Manifolds.jl implements a library of manifolds and provides combinators to construct new manifolds from these. Examples are the product manifold of two manifolds, the power manifold, the tangent bundle, and Lie groups. Using a trait-based system, any manifold may be augmented with additional geometric structure, including various metrics, without sacrificing efficiency.

Manopt.jl Optimization on Riemannian manifolds since 2016

This toolbox provides an easy access to image processing tasks for such data, and optimization on manifolds in Julia. In general the toolbox combines ideas from manopt and pymanopt and can be used with all manifolds from Manifolds.jl

Processing Manifold-valued Data on Finite Weighted Graphs
since 2016

This project aims to investigate methods to perform image processing and data analysis on manifold-valued data defined on a graph. This reaches from defining meaningful models and differential operators for data on Riemannian manifolds, to deriving numerical optimization schemes to solve the related problems, to the investigation of theoretical properties as convergence rates and upper bounds, to finally applying derived algorithms to real world applications, e.g., in medical imaging.

Non-Smooth Variational Models with Second Order and Local Anisotropy Priors for Restoring Cyclic and Manifold-Valued Images

Variational methods in imaging are nowadays developing towards a quite universal and flexible tool, allowing for highly successful approaches on various imaging tasks. Many useful techniques rely on non-smooth, convex functionals. Combinations of first and second order derivatives in regularization functionals or the incorporation of anisotropies steered by the local structures of the image have led to very powerful image restoration techniques. Splitting algorithms together with primal-dual optimization methods are the state-of-the-art techniques for minimizing these functionals. Their strength consists in the splitting of the original problem into a sequence of proximal mappings which can be computed efficiently.
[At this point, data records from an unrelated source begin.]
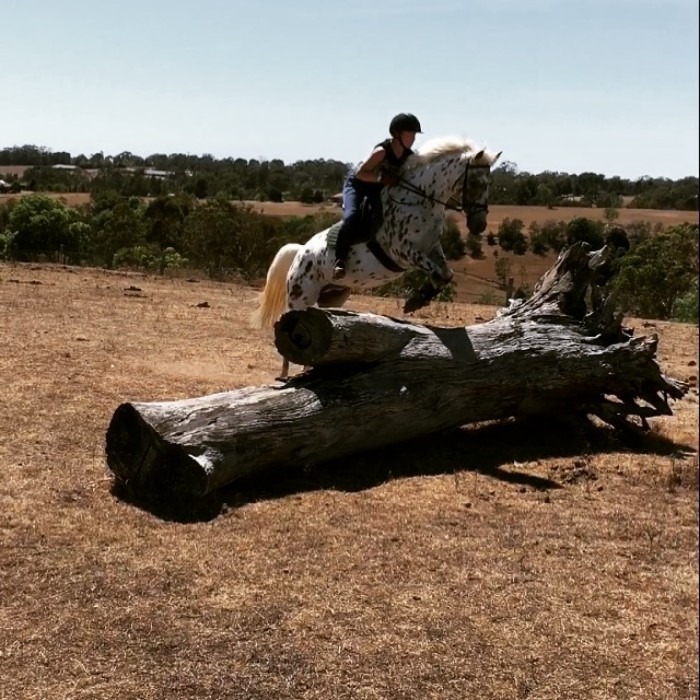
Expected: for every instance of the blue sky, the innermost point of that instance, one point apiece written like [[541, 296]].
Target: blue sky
[[609, 86]]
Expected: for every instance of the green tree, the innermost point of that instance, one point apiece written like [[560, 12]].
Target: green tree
[[42, 226], [658, 273], [511, 237], [117, 223]]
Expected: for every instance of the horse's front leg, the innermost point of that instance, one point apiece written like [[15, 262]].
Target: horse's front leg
[[440, 275]]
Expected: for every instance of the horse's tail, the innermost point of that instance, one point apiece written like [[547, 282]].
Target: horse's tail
[[273, 299]]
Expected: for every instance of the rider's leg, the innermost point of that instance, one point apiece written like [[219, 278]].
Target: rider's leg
[[352, 196]]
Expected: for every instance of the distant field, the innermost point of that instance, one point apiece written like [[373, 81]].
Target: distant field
[[475, 278]]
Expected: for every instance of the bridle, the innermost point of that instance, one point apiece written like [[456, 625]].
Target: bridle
[[467, 207]]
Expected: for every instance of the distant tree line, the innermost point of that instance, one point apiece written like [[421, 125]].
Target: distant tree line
[[658, 275], [204, 176]]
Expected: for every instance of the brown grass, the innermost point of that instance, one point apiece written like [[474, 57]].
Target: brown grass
[[492, 562], [476, 279]]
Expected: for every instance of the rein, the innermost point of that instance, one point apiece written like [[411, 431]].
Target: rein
[[465, 207]]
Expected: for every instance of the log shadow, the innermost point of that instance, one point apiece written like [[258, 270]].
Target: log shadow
[[489, 449]]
Homogenization in Translation Invariant Periodic Spaces
  • D. Merkert

This project aims to investigate the discretization of elliptic partial differential equations with periodic boundary conditions on anisotropic spaces of translates. Of special interest are the influence of the anisotropic sampling lattice, the choice of the translation invariant space, convergence results and the investigation of periodic wavelets.

Manifold-valued Image Restoration Toolbox
MVIRT 2014—2018
  • J. Persch

The MVIRT Matlab toolbox provides an easy access to image processing tasks for data, where the values of each measurement are points on a manifold. This project is superseeded by Manopt.jl.

Multivariate Anisotropic Translation Invariant Spaces on the Torus PhD project
MPAWL 2009—2013

In my PhD thesis we investigated translation invariant spaces on anisotropic lattices, a corresponding fast Fourier transform as well as periodic wavelets and a fast wavelet transform. The corresponding wavelets are anisotropic and they are obtained by sampling smooth functions in the Fourier domain and hence have certain localization properties in time. Especially a generalization of the de la Vallée Poussin mean to the anisotropic multivariate case is derived and their corresponding wavelets are derived.